In this Vincentian Mindwalk, Let’s explore different understandings of imitating Christ.
Ways people try to imitate Christ today
In some countries, people engage in a devotional practice held every Good Friday as part of the local observance of Holy Week. Devotees are willingly crucified in imitation of Jesus Christ’s suffering and death.
Related practices include carrying wooden crosses, crawling on rough pavement, and self-flagellation. (These customs are strongly discouraged by the Catholic Church which considers them fanatical, superstitious expressions.)
Others think it is about “getting things right”
This is actually not too far removed from the way many Israelites came to misunderstand the commandments that God gave Moses on Mount Sinai.
Over the centuries, between the gift of the law and the time of Christ, a legalism set in. The Ten Commandments proliferated into 612 laws, not to mention countless commentaries.
For the Pharisees, obeying these laws.was about “getting it right.”
Getting it right meant strict adherence to laws, especially those concerning diet and sacrifices. They got lost in the details of the law. The Ten Commandments somehow expanded to over 600.
The above approaches to imitating Christ to curry favor in the eyes of God miss the point. Love God and your neighbor.
What Vincent got right and why he got it right
Centuries ago, a Japanese poet, Basho, observed, “I do not wish to imitate what the great ones of the past did. I would rather seek what they sought.”
St. Vincent sought what Jesus sought… He understood that Jesus sought to bring good news to the poor!
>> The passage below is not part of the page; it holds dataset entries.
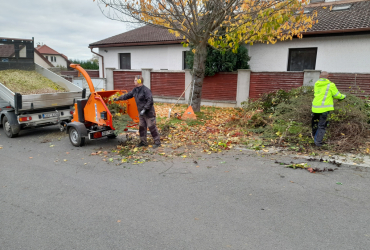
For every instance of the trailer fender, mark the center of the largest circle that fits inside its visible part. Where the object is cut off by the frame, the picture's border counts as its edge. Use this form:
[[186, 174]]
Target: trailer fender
[[12, 119], [80, 127]]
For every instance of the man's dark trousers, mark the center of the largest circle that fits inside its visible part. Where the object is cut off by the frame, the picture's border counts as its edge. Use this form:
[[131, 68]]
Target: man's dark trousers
[[319, 125]]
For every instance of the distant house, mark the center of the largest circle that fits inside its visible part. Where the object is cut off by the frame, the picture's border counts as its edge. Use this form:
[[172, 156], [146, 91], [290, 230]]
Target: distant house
[[144, 47], [55, 58], [9, 51], [339, 42]]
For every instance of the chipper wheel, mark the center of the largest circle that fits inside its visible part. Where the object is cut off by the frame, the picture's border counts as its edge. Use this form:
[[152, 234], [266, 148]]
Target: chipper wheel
[[76, 139], [7, 128]]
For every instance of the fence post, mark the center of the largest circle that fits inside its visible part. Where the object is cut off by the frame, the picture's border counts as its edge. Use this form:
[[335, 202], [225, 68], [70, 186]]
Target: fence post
[[145, 73], [310, 77], [109, 78], [243, 84], [188, 79]]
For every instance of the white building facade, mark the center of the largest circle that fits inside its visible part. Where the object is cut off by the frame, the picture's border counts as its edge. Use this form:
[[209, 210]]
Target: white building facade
[[349, 53]]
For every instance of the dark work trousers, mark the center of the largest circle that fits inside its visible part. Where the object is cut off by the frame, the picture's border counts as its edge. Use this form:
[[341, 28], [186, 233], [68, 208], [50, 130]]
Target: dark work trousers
[[144, 123], [319, 125]]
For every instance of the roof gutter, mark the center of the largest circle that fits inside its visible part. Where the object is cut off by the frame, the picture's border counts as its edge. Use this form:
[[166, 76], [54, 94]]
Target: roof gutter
[[102, 60], [336, 31]]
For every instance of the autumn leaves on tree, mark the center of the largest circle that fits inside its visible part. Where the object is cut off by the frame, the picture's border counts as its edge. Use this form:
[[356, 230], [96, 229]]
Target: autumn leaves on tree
[[223, 24]]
Vincent believed that bringing good news to the poor does not consist simply in proclaiming the truths of a catechism. He believed it was acting in the way that Jesus acted, making visible the signs foretold by the prophets. The blind see, the lame walk, lepers are cleansed. Most importantly, the poor have the good news of God’s care proclaimed to them (Luke 4:18).
Why? Apparently, it was only in his mid-30s that Vincent began to see scripture in a new way. He allowed himself to be influenced and guided by the story of Jesus Christ. He understood more clearly what Jesus sought … to Bring Good News to all, but especially all those on the margins.
Today, we might say that Jesus “walked the talk!”
In his thirties, he moved beyond ”what’s in it for me” to “what’s in it for those on the margins.”
Vincent saw himself in the stories of the scriptures. He tried to do what he thought Christ would do if he had faced the situations he faced.
For example, he looked at the kind of people Jesus associated with…
- ‘the immoral’ (prostitutes and sinners) ‘the marginalized’ (lepers and sick people)
- ‘heretics’ (Samaritans and pagans)
- ‘collaborators’ (publicans and soldiers)
- ‘the weak’ and ‘the poor’ (who have neither power nor knowledge)
Jesus sought to bring “good news!” Is it surprising then that Vincent was concerned about the same people?
I think this is what St. Paul meant when he wrote, “Have the same mindset as Christ Jesus.”
Vincent sought to “follow Jesus the Evangelizer of the poor” by thinking and acting like the Jesus he experienced in the Gospels.
Food for thought
- What has the “imitation of Christ” meant to you?
- Do I imagine myself loving even my enemies as Jesus loved even those who persecuted him?
- Above all, do I seek what Jesus sought… to bring good news to the poor?